Incluso, podríamos pensar que el lenguaje complejo propio de ser
humano constituye realidades y visiones del mundo.

Para cada generación humana el lenguaje y la habilidad para comunicar


han sido parte del constructo social. La influencia de esto en la vida
humana es innegable. El poder comunicarnos nos representa y nos
orienta…, constituye patrones y los reafirma. El ser humano se muestra
y se cambia a sí mismo.

La habilidad para comunicar expresa la esencia humana, esa identidad


general de la propia vida, el sentimiento, la emoción, la razón. El
hombre, desesperadamente, intenta entender y que lo entiendan; en
esa eterna obsesión del hombre de apoderarse del sentido, reflexiona en
base a una ilusión que se manifiesta como propulsor de cambio.

El hombre aprovecha cada sentido para expresar cualquier sensación,


sentimiento, o argumento, no escatima, unificando los sentidos y las
artes para conmocionar y remembrar el error, para que estos
permanezca en las mentes pero no en las acciones. El lenguaje
reafirma la trascendencia y el ciclo: persistir eternamente, constituir
nuevos algoritmos. Hay que leer un libro, o ver cine, ver esa pantalla
superflua que muestra sustancias con la intención de hacer este mundo
algo mejor. El lenguaje siempre, evidentemente, quiere cambiar los
ciclos, cambiar el mundo.

El lenguaje y la comunicación intentan cambiar para trascender, para


entenderse, no hay comunicación sin reflexión, sin que el hombre se
piense a sí mismo. Es una reflexión aunada de los sentidos, lo que lo
hace completo, integro. Y aunque usualmente se hable solo de la visión
y el oído, la comunicación también implica aromas, sabores y olores. La
reflexión se alía con quien expresa y a quien se le es expresado algo
empatizando estrechamente por medio de cada sentido.

El lenguaje y el comunicar son un truco y una magia. Como un


ilusionista, comunicar es una mentira hecha realidad, una creación. Tal
mentira (o creación) irrumpe en nuestra segunda gran obsesión: ser
Dios. El lenguaje crea a partir de mentiras.

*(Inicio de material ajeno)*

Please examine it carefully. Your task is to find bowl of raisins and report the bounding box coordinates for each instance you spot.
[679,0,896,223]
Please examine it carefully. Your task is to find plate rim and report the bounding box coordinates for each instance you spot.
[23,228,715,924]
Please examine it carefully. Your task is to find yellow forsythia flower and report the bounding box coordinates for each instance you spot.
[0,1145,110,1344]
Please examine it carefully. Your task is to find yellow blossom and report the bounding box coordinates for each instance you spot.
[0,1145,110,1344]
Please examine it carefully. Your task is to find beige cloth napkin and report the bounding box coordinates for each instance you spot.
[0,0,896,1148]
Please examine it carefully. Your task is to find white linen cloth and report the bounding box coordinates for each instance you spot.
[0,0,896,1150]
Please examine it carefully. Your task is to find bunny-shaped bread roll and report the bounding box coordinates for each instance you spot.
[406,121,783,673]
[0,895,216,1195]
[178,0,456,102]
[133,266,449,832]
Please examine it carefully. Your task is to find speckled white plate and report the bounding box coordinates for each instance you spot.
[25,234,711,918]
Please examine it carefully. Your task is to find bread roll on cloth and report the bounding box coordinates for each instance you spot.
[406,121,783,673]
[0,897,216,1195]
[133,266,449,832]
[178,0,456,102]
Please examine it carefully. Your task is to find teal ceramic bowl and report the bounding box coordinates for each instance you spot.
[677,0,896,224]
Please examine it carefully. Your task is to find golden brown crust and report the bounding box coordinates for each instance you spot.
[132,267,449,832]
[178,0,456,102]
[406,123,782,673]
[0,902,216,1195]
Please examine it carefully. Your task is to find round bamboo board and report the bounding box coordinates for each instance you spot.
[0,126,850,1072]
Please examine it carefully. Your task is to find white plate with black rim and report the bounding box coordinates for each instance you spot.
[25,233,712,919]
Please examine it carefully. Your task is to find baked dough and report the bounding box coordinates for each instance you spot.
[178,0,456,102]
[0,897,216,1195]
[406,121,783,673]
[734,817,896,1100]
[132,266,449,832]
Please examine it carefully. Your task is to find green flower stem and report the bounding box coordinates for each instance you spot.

El lenguaje nos hace creadores de nosotros mismos en conjunto, pues


Dios no puede ser más que imaginarios de un grupo, que se relacionan.
El lenguaje nos hace divinos porque concebimos la ilusión trascendente
de varias mentes.

Comunicarse es el arte de las apariencias y las fantasías, por ello, es


capaz de decirnos cómo la realidad misma se constituye como una
construcción ideológica, social o simbólica. En este sentido, la ficción del
lenguaje es más real que la realidad misma. Para entender el mundo de
hoy necesitamos del lenguaje; en él encontramos esa dimensión crucial,
que advierte que no estamos listos para confrontar en nuestra propia
realidad.

Si todo es mentira, si hay mentiras aceptadas por todos para no


volvernos locos, mentiras aceptadas por todos para que no se permita a
nadie acercarse a la locura. Mentiras que aseguran la permanencia de
un orden, mentiras que nos acarician a diario, y la mentira de cada uno
que es cada mundo personal, individual, cada uno desde su máscara; si
todo es mentira, todo puede ser verdad. Crear verdades desde la
mentira habitual, eso permite la comunicación, crear ideas porque dice,
argumenta, expone, o como mínimo plantea una cuestión desde la
mentira, es decir desde una narración inventada, desde la ficción.
Pero es una mentira porque, desde luego, hemos partido de la nada. Ya
cuando los seres empezaron a comunicar empezaron a crear.